Given the root of a binary search tree, rearrange the tree in in-order so that the leftmost node in the tree is now the root of the tree, and every node has no left child and only one right child.

 

Example 1:

Input: root = [5,3,6,2,4,null,8,1,null,null,null,7,9]
Output: [1,null,2,null,3,null,4,null,5,null,6,null,7,null,8,null,9]

Example 2:

Input: root = [5,1,7]
Output: [1,null,5,null,7]

 

Constraints:

  • The number of nodes in the given tree will be in the range [1, 100].
  • 0 <= Node.val <= 1000

Solution Explanation: Increasing Order Search Tree

This problem requires transforming a given binary search tree (BST) into a right-skewed singly linked list where each node only has a right child, representing the in-order traversal of the original BST.

Approach:

The most efficient way to solve this problem is through Depth-First Search (DFS) using an in-order traversal. In-order traversal inherently visits nodes in ascending order in a BST. We modify the tree structure during the traversal itself.

We use a dummy node as a starting point for the new linked list. A prev pointer tracks the last node added to the list. The algorithm follows these steps:

  1. Initialization: Create a dummy node with val = 0. Its right child will become the head of our new list. Initialize prev to point to dummy.

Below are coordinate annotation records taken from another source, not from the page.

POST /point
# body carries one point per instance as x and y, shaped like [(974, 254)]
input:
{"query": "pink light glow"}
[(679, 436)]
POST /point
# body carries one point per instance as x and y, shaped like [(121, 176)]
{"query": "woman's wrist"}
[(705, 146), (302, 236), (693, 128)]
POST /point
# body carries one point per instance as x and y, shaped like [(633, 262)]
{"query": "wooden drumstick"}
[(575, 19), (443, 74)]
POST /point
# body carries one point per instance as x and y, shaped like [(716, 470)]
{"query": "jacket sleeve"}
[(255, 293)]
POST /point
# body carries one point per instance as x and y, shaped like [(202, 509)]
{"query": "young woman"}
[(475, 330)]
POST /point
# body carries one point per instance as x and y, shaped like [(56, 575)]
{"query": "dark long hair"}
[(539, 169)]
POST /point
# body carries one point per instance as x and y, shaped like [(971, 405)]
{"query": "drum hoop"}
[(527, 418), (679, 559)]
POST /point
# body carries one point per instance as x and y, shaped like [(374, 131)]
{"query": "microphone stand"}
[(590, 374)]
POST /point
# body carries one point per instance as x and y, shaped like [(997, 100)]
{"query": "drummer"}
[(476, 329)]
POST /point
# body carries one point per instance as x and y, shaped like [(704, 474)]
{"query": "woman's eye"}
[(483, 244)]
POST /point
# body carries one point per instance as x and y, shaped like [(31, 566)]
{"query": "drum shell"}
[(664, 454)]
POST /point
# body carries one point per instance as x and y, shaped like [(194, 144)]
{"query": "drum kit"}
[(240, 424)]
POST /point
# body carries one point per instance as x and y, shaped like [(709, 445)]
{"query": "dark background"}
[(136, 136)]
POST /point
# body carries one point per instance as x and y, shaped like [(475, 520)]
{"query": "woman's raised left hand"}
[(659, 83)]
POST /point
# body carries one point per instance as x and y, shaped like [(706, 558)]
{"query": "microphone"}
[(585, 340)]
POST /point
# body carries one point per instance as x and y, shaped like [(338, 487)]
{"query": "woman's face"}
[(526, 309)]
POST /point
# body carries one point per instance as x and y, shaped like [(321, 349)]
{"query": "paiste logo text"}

  2. DFS In-order Traversal: Recursively traverse the BST using in-order traversal:

    • Left Subtree: Recursively process the left subtree.
    • Current Node: After processing the left subtree, the prev pointer points to the last node added to the linked list. We attach the current node to the right of prev. Then, we set the current node's left child to null to create the singly-linked structure. Finally, update prev to point to the current node.
    • Right Subtree: Recursively process the right subtree.

  3. Return: After the traversal, the dummy.right node points to the head of the newly created linked list (the transformed BST).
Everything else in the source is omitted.